Knock knock. Who is there? My wife. My wife who? My wife is a prostitute, selling her own body for money so we can afford drugs for my son who has cancer.

What did the Firefighter say to his crew when they put out the fire.... - Let's go home.

Whats worse than getting a papercut on the side of your finger? Being shotgunned in the ass

Knock Knock? Come in.

Texas! You are doing it the wrong way! Learn from Hitler, gas is cheaper.

How do you call leprechaun with leprosy? Sick.

Why did Jim get hit by a train? Because he was standing in the tracks.

Knock Knock Fuck off. I am new here.
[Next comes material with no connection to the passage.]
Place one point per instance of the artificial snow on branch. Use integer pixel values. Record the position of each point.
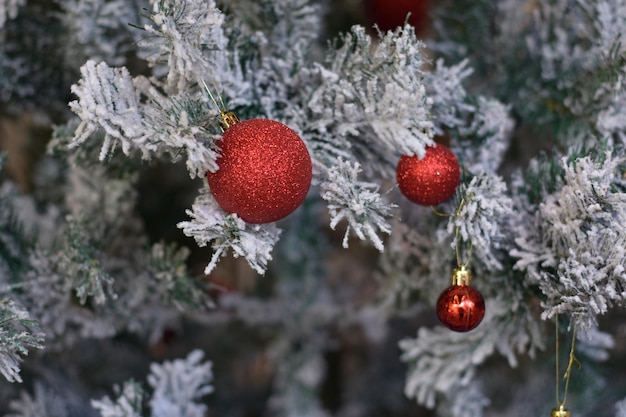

I do not know anyone here.

what did the jew get for Christmas? cancer. and aids

In particle-joke physics, the antijoke is the extension of the concept of the antiparticle to the joke, where the antijoke is composed of antiparticles in the same way that the normal joke is composed of particles. Furthermore, mixing jokes and antijokes can lead to the annihilation of both, in the same way that mixing antiparticles and particles does.The result of antijoke meeting jokes is an explosion.[1]

An Indian, American and French man walk into the bar simultaneously. Unfortunately, they get stuck in the door.
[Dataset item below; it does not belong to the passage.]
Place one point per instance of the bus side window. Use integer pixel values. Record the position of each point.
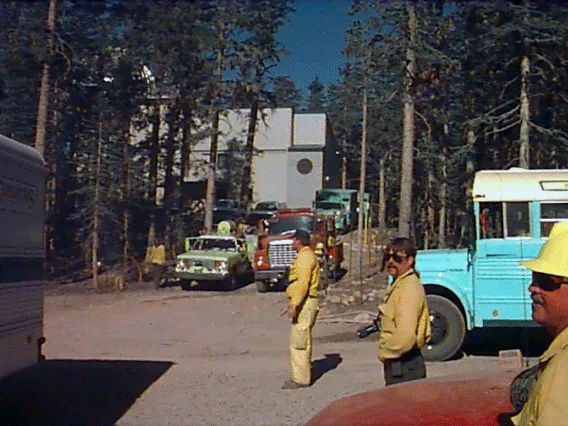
(490, 220)
(518, 221)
How did the fat man die? He was fed porrage until he died. Who killed the fat man? Leonardo DaVici How did Leonardo Da Vinci die? Natural causes (Actually I have no idea how Leonardo Da Vici died but if I am wrong please correct me) Thank You for your coperation.

Why didn't Joe want to stand up? Because he had no legs!

What do you call a black man that is wearing a suit? Whatever his name happens to be

Roses are Red, Violets are Blue,All you HATERS of J. Bieber, Go suck your MOTHER.

Roses are red, Violets are red, Daisies are red, OH SHIT! MY GARDEN'S ON FIRE!!!

what do you get if you cross a retard with ruddell? andrew ruddel

I don't really like holocaust jokes because my grandpa was in it. Yeah he was drunk and fell off his guard tower.

Whats the difference between a blonde and a mosquito? A mosquito is a common insect in the family Culicidae. A blonde on the other hand is a Homo sapien, a primate species of mammal with a highly developed brain, belonging to the family of great apes, along with chimpanzees, bonobos, gorillas, and orangutans

Anti Joke

What are Antijokes? Anti Jokes (or Anti Humor) is a type of comedy in which the uses is set up to expect a typical joke setup however the joke ends with such anticlimax that it becomes funny in its own right. The lack of punchline is the punchline.

Our Updated iOS App!

We've just released huge update to the iOS app! Now, access all your favorite text and photo sites like Anti-Joke, DIYLOL! A few things didn't make the original cut (like comments) but they'll be back soon. Best of all, the app is now FREE! Get it here.

The Anti Joke Book


NEW ANTI-JOKE BOOK!  Now that we've resolved the printing issues with our publisher, check out the BRAND SPANKING NEW Anti-Joke Book!